We encountered an alert on Feb 22 and investigation turned up... I did look into the log message for this error and indeed it is due to a query timeout while querying for a region (metadata). The log file is in this archive (you can find the appropriate archive in /data-ingest/data/xfer/archive by comparing the dates of the tar.gz files) ... /data-ingest/data/xfer/archive/success-job_v01_metar_partial__sums_surface_model_hrrrrap130_1708611006.tar.gz

And this is the error... 2024-02-22T14:25:32+0000 [ERROR] (vxingest.partial_sums_to_cb.partial_sums_builder): PartialSumsSurfaceModelObsBuilderV01: Exception with builder: error: UnAmbiguousTimeoutException(<ec=14, category=couchbase.common, message=unambiguous_timeout (14), context=QueryErrorContext({'last_dispatched_to': '137.75.164.72:8093', 'last_dispatched_from': '172.19.0.2:49034', 'retry_attempts': 0, 'client_context_id': 'e273cf-d29c-ab48-fc8f-41c30db8743250', 'method': 'POST', 'path': '/query/service', 'http_status': 0, 'http_body': '', 'first_error_code': 0, 'first_error_message': '', 'statement': "SELECT geo.bottom_right.lat as br_lat,\n geo.bottom_right.lon as br_lon,\n geo.top_left.lat as tl_lat,\n geo.top_left.lon as tl_lon\n FROM vxdata._default.METAR\n WHERE type='MD'\n and docType='region'\n and subset='COMMON'\n and version='V01'\n and name='E_US'", 'parameters': '{"client_context_id":"e273cf-d29c-ab48-fc8f-41c30db8743250","metrics":false,"readonly":true,"statement":"SELECT geo.bottom_right.lat as br_lat,\n geo.bottom_right.lon as br_lon,\n geo.top_left.lat as tl_lat,\n geo.top_left.lon as tl_lon\n FROM vxdata._default.METAR\n WHERE type=\'MD\'\n and docType=\'region\'\n and subset=\'COMMON\'\n and version=\'V01\'\n and name=\'E_US\'","timeout":"119500ms"}', 'context_type': 'QueryErrorContext'}), C Source=/couchbase-python-client/src/n1ql.cxx:277>) ...

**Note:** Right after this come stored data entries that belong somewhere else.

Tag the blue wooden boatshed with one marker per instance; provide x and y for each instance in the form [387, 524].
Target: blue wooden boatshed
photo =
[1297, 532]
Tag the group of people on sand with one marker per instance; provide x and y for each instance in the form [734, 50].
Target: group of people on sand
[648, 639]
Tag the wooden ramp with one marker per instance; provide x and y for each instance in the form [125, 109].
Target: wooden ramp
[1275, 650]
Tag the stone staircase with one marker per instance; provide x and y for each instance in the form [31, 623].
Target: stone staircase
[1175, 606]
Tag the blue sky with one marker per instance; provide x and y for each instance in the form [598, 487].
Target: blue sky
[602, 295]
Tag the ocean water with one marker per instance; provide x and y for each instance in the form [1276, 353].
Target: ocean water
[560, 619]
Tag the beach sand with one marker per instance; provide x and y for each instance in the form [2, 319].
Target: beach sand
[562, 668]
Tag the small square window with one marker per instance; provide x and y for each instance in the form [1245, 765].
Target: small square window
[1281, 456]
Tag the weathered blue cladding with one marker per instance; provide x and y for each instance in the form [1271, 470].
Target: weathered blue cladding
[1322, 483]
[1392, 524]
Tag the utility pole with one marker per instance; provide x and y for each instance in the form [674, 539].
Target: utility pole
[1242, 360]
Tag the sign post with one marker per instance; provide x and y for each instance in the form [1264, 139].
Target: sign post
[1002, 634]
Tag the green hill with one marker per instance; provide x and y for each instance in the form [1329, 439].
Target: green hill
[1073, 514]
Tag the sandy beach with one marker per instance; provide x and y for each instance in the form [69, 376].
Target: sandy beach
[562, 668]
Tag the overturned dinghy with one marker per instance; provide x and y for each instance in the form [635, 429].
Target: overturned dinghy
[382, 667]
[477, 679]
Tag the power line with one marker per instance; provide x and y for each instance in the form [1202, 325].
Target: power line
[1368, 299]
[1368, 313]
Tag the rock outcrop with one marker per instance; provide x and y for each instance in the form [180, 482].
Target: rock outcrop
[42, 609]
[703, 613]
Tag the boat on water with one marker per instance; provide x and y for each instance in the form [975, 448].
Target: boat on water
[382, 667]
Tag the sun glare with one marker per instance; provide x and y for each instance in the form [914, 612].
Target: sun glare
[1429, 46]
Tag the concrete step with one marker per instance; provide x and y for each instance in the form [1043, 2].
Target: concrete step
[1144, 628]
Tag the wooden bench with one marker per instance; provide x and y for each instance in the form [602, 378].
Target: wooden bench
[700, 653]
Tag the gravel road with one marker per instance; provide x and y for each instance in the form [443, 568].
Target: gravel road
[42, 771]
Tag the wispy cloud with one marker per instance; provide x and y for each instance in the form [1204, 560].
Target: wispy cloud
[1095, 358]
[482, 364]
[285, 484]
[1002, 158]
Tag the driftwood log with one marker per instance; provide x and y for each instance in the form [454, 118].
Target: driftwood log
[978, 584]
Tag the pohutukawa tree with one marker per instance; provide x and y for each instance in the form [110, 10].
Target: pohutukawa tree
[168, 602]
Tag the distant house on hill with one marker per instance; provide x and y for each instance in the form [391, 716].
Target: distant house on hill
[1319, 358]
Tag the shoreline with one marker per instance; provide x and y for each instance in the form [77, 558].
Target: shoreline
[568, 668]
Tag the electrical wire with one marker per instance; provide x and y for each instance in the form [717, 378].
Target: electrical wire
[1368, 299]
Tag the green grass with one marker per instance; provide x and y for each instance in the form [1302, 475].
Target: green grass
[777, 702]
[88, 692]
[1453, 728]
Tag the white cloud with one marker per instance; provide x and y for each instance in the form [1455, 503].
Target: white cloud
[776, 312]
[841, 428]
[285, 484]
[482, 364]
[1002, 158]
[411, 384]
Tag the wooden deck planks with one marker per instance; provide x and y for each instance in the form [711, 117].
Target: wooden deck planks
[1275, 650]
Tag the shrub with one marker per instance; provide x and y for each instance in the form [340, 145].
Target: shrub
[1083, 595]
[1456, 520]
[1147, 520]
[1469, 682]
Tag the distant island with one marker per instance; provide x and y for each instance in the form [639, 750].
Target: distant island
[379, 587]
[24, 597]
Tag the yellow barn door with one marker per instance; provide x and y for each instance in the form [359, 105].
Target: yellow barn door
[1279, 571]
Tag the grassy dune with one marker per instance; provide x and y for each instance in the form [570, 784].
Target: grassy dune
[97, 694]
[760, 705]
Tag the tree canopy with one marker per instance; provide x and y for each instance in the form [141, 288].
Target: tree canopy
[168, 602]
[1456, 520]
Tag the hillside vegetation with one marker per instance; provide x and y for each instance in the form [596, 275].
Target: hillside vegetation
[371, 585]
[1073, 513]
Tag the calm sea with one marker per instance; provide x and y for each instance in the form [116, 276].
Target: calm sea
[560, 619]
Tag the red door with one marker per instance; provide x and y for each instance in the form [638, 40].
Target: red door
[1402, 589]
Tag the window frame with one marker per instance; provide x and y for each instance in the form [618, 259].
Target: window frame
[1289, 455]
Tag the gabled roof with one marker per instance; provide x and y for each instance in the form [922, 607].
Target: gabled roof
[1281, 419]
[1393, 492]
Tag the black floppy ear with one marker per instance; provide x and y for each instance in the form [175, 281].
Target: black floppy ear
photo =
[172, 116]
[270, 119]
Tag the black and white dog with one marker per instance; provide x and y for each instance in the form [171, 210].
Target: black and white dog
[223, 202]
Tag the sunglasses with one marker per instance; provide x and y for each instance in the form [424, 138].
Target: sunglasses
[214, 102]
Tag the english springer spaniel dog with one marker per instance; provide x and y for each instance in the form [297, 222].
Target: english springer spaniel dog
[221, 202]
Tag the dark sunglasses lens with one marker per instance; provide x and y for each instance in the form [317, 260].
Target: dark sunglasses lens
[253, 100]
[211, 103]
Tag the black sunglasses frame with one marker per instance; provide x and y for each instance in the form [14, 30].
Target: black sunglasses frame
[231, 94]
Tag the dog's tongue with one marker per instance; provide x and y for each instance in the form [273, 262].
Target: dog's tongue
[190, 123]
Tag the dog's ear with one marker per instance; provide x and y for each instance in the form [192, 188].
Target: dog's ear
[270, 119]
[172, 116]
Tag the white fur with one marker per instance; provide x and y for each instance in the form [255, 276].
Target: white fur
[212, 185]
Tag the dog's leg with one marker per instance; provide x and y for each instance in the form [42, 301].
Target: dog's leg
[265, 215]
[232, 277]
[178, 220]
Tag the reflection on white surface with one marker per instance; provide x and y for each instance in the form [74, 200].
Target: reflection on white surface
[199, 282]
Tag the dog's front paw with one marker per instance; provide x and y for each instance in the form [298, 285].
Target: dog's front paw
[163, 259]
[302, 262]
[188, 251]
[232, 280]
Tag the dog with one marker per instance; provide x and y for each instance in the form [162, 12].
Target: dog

From which I extracted the queries...

SELECT geo.bottom_right.lat as br_lat, geo.bottom_right.lon as br_lon, geo.top_left.lat as tl_lat, geo.top_left.lon as tl_lon FROM vxdata._default.METAR WHERE type = 'MD' and docType = 'region' and subset = 'COMMON' and version = 'V01' and name = 'E_US'

AND

SELECT geo.bottom_right.lat as br_lat, geo.bottom_right.lon as br_lon, geo.top_left.lat as tl_lat, geo.top_left.lon as tl_lon FROM vxdata._default.METAR WHERE type = 'MD' AND docType='region' AND subset='COMMON' AND version='V01'

which are valid queries and work otherwise.

So we are seeing query timeouts against adb-cb1 from the python client in the ingest code.

randytpierce commented 5 months ago

There was some retry code added to a couple of problematic areas but this problem seems to have been resolved. We are not getting these alerts anymore.